Something changed in `pytensor > 2.12.3` (and thus `pymc > 5.6.1`) that makes my `pytensor.gradient.grad` call get stuck - any ideas?

jonsedar · October 14, 2023, 8:55am

This is a really tricky one to narrow down, and I’ve tried to simplify as far as I can. I think this needs a bit of insight from the pytensor devs to help me please try to figure out where to look further for what’s changed recently.

I’ve written a copula model (loosely based on, and improving upon a working notebook by @junpenglao) that relies on transforming observed data. This evidences Potentials on the marginals and the copula, and critically also applies a Jacobian adjustment to the copula.

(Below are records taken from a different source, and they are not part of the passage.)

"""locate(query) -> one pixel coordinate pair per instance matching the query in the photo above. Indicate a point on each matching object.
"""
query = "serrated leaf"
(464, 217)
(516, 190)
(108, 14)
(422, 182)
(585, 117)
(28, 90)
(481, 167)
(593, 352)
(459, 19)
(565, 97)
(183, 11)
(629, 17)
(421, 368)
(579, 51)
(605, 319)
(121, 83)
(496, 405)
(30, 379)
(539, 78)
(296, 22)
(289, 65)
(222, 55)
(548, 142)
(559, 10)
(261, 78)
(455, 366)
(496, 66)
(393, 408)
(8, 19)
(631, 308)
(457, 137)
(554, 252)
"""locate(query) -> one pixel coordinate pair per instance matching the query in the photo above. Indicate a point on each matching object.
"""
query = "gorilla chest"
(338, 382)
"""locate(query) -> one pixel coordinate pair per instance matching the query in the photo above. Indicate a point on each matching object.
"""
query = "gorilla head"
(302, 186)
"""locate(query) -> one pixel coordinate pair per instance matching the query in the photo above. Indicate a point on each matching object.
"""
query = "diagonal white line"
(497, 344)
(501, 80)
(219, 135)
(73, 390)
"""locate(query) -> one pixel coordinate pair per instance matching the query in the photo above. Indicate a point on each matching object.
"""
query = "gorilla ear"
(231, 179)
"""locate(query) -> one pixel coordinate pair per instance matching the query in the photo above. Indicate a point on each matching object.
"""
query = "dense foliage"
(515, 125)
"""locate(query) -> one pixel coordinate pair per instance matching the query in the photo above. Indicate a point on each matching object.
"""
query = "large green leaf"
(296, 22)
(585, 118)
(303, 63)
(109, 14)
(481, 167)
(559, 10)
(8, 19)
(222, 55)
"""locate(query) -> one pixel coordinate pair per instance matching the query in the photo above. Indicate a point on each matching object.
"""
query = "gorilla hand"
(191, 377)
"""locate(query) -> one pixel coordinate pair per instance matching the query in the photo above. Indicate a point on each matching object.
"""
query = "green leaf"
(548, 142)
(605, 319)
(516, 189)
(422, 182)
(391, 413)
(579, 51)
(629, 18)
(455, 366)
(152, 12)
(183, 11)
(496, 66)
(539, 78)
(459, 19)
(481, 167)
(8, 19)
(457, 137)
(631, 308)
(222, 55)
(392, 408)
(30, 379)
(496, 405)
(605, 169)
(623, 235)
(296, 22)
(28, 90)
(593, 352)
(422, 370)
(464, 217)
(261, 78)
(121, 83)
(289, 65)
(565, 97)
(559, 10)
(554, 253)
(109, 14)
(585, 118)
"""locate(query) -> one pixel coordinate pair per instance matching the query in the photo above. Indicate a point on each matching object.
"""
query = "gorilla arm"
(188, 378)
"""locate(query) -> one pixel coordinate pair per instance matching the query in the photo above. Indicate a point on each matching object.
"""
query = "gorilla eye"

I’ve simplified that model a little here, but can’t reproduce the issue when I get even more simple, so here we are.

Everything works great in pymc 5.6.1, pytensor 2.12.3, but in pymc 5.9.0, pytensor 2.17.2 there seems to be a hidden (to me) issue with computing the gradient. This appears only when I include the my function to compute the Jacobian adjustment:

def log_jcd(f_inv_x: pt.TensorVariable, x: pt.TensorVariable) -> pt.TensorVariable:
    """Calc log of Jacobian determinant"""
    jcd = tg.grad(cost=pt.sum(f_inv_x), wrt=[x])
    return pt.log(pt.abs(jcd))

I’ve written a few related scenarios to (hopefully) illustrate the issue:

Scenario 1 (Old World): Use pymc 5.6.1, pytensor 2.12.3, DO apply Jacobian adjustment - everything runs great as expected

see gist 994 here

Scenario 2 (New World): Use pymc 5.9.0, pytensor 2.17.2, do NOT apply Jacobian adjustment - everything runs as expected, although obviously wider variance due to not using the Jacobian adjustment. Just want to prove that everything else runs here.

see gist 993x here

Scenario 3 (New World): Use pymc 5.9.0, pytensor 2.17.2, DO apply Jacobian adjustment - everything DOES NOT run as expected

see gist 994x here

Here in Scenario 3, two calls fail which I hope are illustrative for the pytensor devs to help me figure out:

The call to pm.init_nuts hangs forever, seemingly disappearing into an infinite loop. In the old world this call completes within seconds, but in the new world 've left it for over 50 minutes and still had no completion. When I interrupt the process I see this stacktrace init_nuts
I’ve also tried to make a call to pm.find_MAP in the hope that this might be simpler and at least let me make a start. However, this also hangs in a never ending loop. When I interrupt that process I see this stack trace find_map

I’m at a bit of a loss where to investigate further. I dont think it’s famous shape issue, and I should add that I dont see this issue in a simpler model discussed which also uses the new world pymc 5.9.0, pytensor 2.17.2 and DOES apply a Jacobian adjustment, BUT that adjustment is NOT applied to an observedRV, but rather IS applied to a FreeRV.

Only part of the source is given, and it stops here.